Israeli opinion is divided over plans to eventually deport some 60,000 African migrants deemed a social irritant and a threat to the Jewish character of the state. A columnist in the daily Yedioth Ahronoth called it "hysteria". Another in the same paper said the methods may be "needlessly brutal" but it was necessary.
The first deportation flight is expected to leave Israel on Sunday for Juba, the capital of South Sudan, as part of what Israel calls Operation Returning Home.
Detentions began on Sunday in the Red Sea resort of Eilat, where Israeli television filmed weeping African women and men in handcuffs. Those detained were sent to the Saharonim detention facility in the Negev Desert, close to where they first entered Israel over the porous Sinai Desert border with Egypt.
The South Sudanese, whose country was established in 2011 after they fled civil war in Sudan five or six years ago, will be the first to be repatriated, under an agreement between South Sudan and Israel. They number only some 1,500.
"The next stage is the removal from Israel of all the infiltrators from Eritrea and Sudan, whose number comes close to 50,000 people," said Interior Minister Eli Yishai.
It is legally questionable whether Israel can actually remove all of the migrants and some critics have said the government's tough rhetoric is far removed from reality.
"At the moment, we are permitted only to deport from Israel the citizens of South Sudan and the Ivory Coast," the minister was quoted as saying.

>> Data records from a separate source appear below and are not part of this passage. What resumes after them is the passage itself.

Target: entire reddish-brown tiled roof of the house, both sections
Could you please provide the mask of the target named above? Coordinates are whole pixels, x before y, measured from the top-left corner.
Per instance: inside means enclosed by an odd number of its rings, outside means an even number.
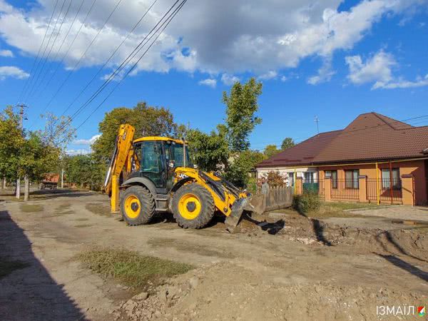
[[[363,113],[345,129],[320,133],[256,167],[322,165],[427,157],[428,126],[414,127],[379,113]]]

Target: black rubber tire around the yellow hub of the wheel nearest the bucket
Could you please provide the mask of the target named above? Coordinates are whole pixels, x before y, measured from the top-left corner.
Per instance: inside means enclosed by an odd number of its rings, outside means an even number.
[[[198,215],[194,218],[186,218],[185,213],[180,213],[180,200],[183,202],[183,198],[188,197],[188,195],[193,195],[200,204]],[[214,211],[213,196],[203,186],[196,183],[183,185],[173,195],[173,215],[181,228],[204,228],[213,219]]]

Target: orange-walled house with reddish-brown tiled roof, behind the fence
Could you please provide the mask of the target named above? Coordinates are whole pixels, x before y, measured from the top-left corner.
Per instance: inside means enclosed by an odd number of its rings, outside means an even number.
[[[317,134],[256,169],[259,177],[276,170],[290,185],[297,180],[303,188],[315,185],[329,200],[424,205],[428,203],[428,126],[364,113],[346,128]]]

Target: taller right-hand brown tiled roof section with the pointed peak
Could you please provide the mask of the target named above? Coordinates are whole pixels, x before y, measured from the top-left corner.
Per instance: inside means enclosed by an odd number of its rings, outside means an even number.
[[[313,163],[417,158],[428,147],[428,126],[414,127],[378,113],[355,118]]]

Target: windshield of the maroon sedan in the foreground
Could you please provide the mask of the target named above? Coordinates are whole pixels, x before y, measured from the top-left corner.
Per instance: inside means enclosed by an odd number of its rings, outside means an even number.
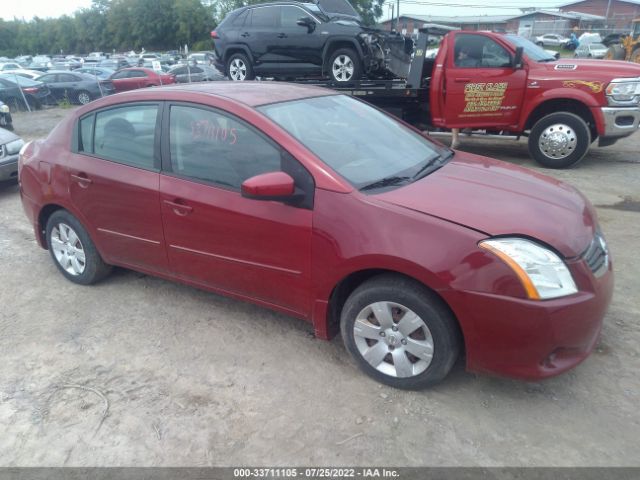
[[[410,183],[439,168],[451,150],[346,95],[258,108],[361,190]]]

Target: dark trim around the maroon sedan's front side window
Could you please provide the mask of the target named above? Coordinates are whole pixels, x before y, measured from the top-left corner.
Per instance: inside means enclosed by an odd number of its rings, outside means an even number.
[[[242,194],[241,189],[230,187],[228,185],[222,185],[220,183],[212,182],[210,180],[204,180],[202,178],[194,178],[194,177],[190,177],[189,175],[182,175],[180,173],[176,173],[176,172],[173,171],[173,168],[171,166],[171,145],[170,145],[170,131],[169,131],[171,107],[178,106],[178,107],[199,108],[201,110],[206,110],[206,111],[209,111],[209,112],[212,112],[212,113],[215,113],[215,114],[219,114],[219,115],[222,115],[222,116],[229,117],[231,120],[237,121],[238,123],[241,123],[242,125],[245,125],[249,130],[253,131],[260,138],[264,139],[268,144],[270,144],[271,146],[275,147],[280,152],[281,156],[282,156],[283,153],[286,154],[286,155],[289,155],[294,161],[296,161],[307,172],[308,177],[311,178],[311,181],[313,183],[313,189],[312,189],[311,192],[305,192],[305,195],[310,195],[312,198],[315,197],[316,179],[314,178],[313,174],[309,171],[309,169],[300,160],[298,160],[295,155],[293,155],[286,148],[284,148],[278,142],[273,140],[271,137],[269,137],[269,135],[267,135],[264,131],[262,131],[261,129],[259,129],[255,125],[247,122],[243,118],[235,115],[232,112],[229,112],[228,110],[224,110],[222,108],[214,107],[212,105],[207,105],[207,104],[204,104],[204,103],[176,101],[176,100],[167,100],[167,101],[165,101],[163,103],[165,105],[163,107],[163,112],[162,112],[162,129],[161,129],[162,135],[160,135],[160,142],[161,142],[161,146],[160,146],[160,157],[161,157],[160,175],[167,175],[169,177],[179,178],[181,180],[186,180],[186,181],[189,181],[189,182],[198,183],[200,185],[206,185],[208,187],[219,188],[221,190],[226,190],[226,191],[229,191],[229,192],[237,193],[238,195]],[[279,171],[281,171],[281,170],[279,170]],[[310,210],[313,209],[313,202],[311,202],[311,204],[312,204],[312,206],[311,206],[311,208],[309,208]],[[300,208],[307,208],[307,207],[300,207]]]

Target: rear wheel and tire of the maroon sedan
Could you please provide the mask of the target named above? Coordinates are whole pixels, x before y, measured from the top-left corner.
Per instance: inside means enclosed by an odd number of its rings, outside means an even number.
[[[82,224],[66,210],[47,221],[47,246],[58,270],[70,281],[91,285],[111,272]]]

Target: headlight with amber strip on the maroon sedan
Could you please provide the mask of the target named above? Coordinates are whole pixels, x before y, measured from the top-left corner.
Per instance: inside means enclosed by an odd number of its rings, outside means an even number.
[[[478,246],[506,263],[533,300],[564,297],[578,291],[562,259],[537,243],[522,238],[496,238]]]

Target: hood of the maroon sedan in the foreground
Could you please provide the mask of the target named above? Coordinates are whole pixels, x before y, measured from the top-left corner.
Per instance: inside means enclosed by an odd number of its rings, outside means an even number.
[[[575,188],[460,152],[431,175],[375,197],[490,236],[535,238],[567,258],[584,252],[596,228],[591,204]]]

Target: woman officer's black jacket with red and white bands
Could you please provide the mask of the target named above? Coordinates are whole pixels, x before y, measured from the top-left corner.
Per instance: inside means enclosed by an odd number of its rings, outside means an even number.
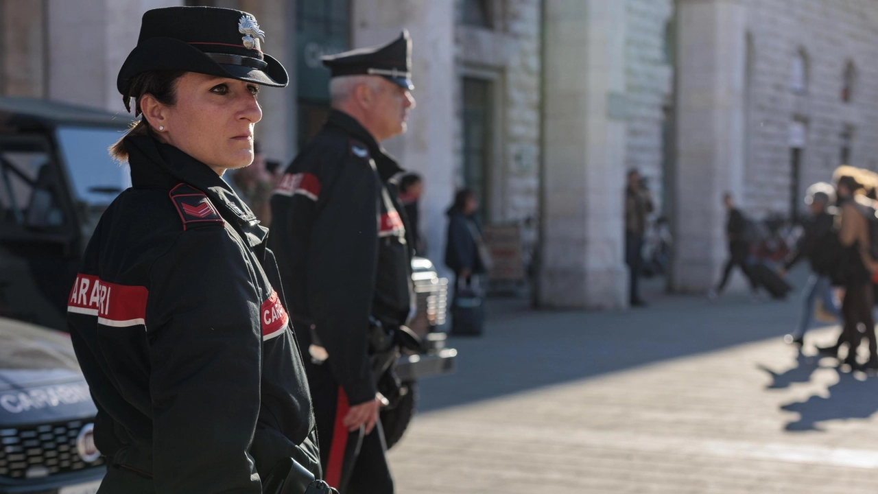
[[[133,187],[104,212],[68,301],[97,447],[163,494],[259,493],[254,474],[284,455],[320,476],[267,229],[205,164],[145,136],[126,147]]]

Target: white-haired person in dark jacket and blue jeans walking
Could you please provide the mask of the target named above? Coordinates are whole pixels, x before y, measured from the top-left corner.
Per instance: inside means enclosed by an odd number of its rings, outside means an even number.
[[[781,276],[792,269],[802,259],[808,259],[811,274],[802,290],[804,311],[799,318],[795,331],[784,340],[790,344],[802,346],[805,331],[808,331],[817,300],[823,302],[824,311],[840,320],[841,312],[832,293],[830,280],[831,252],[821,249],[826,236],[836,235],[833,229],[834,217],[829,212],[829,205],[835,201],[835,188],[825,182],[811,185],[805,194],[805,204],[810,207],[811,215],[804,224],[804,233],[798,248],[791,252],[787,262],[781,268]]]

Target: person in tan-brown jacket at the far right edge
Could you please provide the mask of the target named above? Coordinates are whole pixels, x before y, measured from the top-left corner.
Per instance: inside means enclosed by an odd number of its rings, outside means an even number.
[[[823,354],[838,355],[841,345],[847,344],[847,356],[842,364],[853,368],[878,369],[878,341],[875,338],[872,316],[872,279],[878,272],[874,255],[874,233],[878,233],[878,218],[872,200],[866,196],[878,186],[874,174],[850,166],[835,171],[838,195],[839,258],[833,281],[845,287],[841,303],[844,319],[841,335],[835,345],[819,348]],[[873,247],[874,246],[874,247]],[[862,325],[862,329],[860,329]],[[869,357],[864,366],[857,362],[857,349],[862,338],[868,339]]]

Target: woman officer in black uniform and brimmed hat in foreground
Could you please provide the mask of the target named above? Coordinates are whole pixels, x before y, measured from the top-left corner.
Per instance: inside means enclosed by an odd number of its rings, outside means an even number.
[[[221,178],[253,160],[259,85],[287,83],[263,40],[246,12],[156,9],[119,71],[143,115],[111,149],[133,187],[104,212],[68,303],[102,494],[259,493],[290,458],[320,476],[267,230]]]

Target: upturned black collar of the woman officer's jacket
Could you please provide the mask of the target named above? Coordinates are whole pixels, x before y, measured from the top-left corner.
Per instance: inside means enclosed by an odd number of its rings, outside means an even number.
[[[205,163],[146,135],[129,135],[125,146],[134,187],[172,188],[183,182],[205,193],[223,219],[233,222],[247,236],[251,247],[268,236],[269,230],[259,224],[247,204]]]

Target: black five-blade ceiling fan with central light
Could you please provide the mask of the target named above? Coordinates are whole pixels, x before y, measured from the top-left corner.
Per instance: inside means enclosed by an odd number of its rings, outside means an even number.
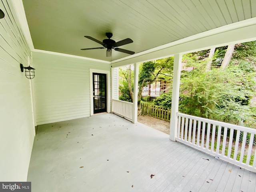
[[[104,48],[107,48],[107,51],[106,51],[106,56],[107,57],[111,57],[112,49],[114,49],[115,51],[131,54],[131,55],[135,53],[133,51],[129,51],[129,50],[126,50],[126,49],[118,48],[119,46],[132,43],[133,40],[131,40],[130,38],[127,38],[127,39],[115,42],[114,40],[110,39],[112,37],[112,35],[113,35],[112,33],[106,33],[106,36],[108,37],[108,39],[104,39],[102,42],[99,41],[99,40],[94,39],[93,37],[84,36],[84,37],[86,37],[86,38],[88,38],[90,40],[93,40],[93,41],[101,44],[103,47],[85,48],[85,49],[81,49],[81,50],[91,50],[91,49],[104,49]]]

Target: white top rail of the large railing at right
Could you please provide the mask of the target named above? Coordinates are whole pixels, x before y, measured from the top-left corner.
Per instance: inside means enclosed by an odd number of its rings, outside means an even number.
[[[223,127],[227,127],[227,128],[232,128],[232,129],[256,134],[256,129],[253,129],[253,128],[248,128],[248,127],[244,127],[244,126],[234,125],[234,124],[211,120],[211,119],[206,119],[206,118],[202,118],[202,117],[196,117],[196,116],[187,115],[184,113],[176,113],[176,114],[178,116],[182,116],[182,117],[186,117],[186,118],[190,118],[190,119],[194,119],[194,120],[198,120],[198,121],[202,121],[202,122],[206,122],[206,123],[210,123],[210,124],[214,124],[214,125],[219,125],[219,126],[223,126]]]

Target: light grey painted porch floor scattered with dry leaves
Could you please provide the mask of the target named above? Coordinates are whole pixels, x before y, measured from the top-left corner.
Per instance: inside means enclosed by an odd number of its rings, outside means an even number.
[[[38,126],[28,181],[32,192],[256,191],[255,173],[114,114]]]

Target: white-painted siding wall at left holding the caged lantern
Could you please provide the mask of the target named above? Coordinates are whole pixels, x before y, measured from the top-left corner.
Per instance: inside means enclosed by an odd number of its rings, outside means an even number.
[[[20,71],[31,52],[12,3],[0,1],[0,181],[26,181],[34,141],[30,81]]]

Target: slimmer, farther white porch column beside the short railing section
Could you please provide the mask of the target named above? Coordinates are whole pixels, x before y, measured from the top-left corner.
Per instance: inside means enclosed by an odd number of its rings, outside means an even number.
[[[138,79],[139,63],[134,63],[132,123],[136,123],[138,119]]]

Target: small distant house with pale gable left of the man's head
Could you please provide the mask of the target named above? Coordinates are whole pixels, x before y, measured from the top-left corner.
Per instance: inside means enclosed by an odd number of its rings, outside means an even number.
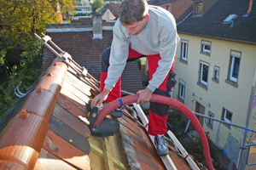
[[[101,10],[102,20],[115,22],[119,18],[119,3],[107,3]]]

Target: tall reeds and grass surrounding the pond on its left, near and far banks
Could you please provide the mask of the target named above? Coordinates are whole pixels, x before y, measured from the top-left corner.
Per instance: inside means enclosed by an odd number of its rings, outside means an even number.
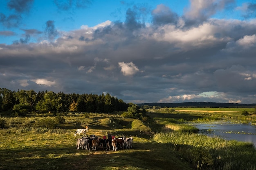
[[[182,108],[183,109],[183,108]],[[200,108],[195,108],[200,109]],[[234,123],[252,122],[254,115],[242,116],[240,112],[174,112],[148,113],[162,130],[153,140],[165,144],[175,155],[201,170],[252,170],[256,169],[256,150],[251,143],[225,140],[220,137],[191,133],[196,132],[183,122],[202,122],[226,119]],[[181,121],[182,120],[182,121]]]

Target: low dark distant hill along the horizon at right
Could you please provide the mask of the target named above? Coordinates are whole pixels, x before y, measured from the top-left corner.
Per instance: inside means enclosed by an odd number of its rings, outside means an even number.
[[[240,104],[240,103],[218,103],[218,102],[182,102],[182,103],[137,103],[138,106],[148,105],[148,106],[159,106],[159,107],[224,107],[224,108],[253,108],[256,104]]]

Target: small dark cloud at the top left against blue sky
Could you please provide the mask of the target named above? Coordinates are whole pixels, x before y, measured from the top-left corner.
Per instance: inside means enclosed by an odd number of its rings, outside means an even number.
[[[17,13],[28,12],[33,6],[34,0],[9,0],[7,7]]]

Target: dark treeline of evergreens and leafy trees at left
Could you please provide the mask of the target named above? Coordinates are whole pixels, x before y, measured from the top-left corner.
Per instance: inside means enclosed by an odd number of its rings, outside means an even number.
[[[110,94],[65,94],[63,92],[11,91],[0,88],[0,111],[11,111],[17,116],[30,112],[93,112],[111,113],[126,111],[129,104]]]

"I hear those who say these infiltrators cannot be sent back, but this is an important mission ...saying "No" is tantamount to shelving the declaration of independence, the end of the Zionist dream," said Yishai, who heads a religious party.
CASH LEAVING GRANT
South Sudanese who agree to deportation within five days will receive a grant of 1,000 euros. Those who do not are interned until they can be forcibly repatriated.
"We have arrested about 140 infiltrators up until last night, a main portion of whom are South Sudanese," senior immigration official Yossi Edelstein told Israel Radio.
"There is also an impressive movement in the South Sudanese community of people coming to us to leave on their own free will. About 100 people have come forward to register..."
Israel, a country of 7.8 million, has almost completed a high fence along the border to deter more would-be migrants who are brought to the frontier by Bedouin people-smugglers.
Newspaper reports said Netanyahu had asked officials to examine whether a fence should now also be built along the border with southern Jordan, in the event that migrants try to cross the narrow Gulf of Aqaba and enter Israel from the Arab kingdom.
An Eilat hotel director said the expulsions were "a terrible shame". "Most of them are educated people who fled from a bloody war in their homeland. They speak a number of languages, most of them are Christian, and they did their job in the best way possible," David Blum of Isrotel was quoted as saying.
Thousands of Palestinians used to come into Israel daily from the West Bank and Gaza to do mostly minimum-wage jobs. But tight security provisions to prevent attacks by Palestinian militants ended that mutually beneficial arrangement years ago.
Netanyahu says legislation to stop the illegal hiring of Africans would now be strictly enforced.
Despite claims of rampant crime in sections of south Tel Aviv where most Africans live, a senior police commander, David Gez, was quoted as saying the level of crime among the migrants was relatively low.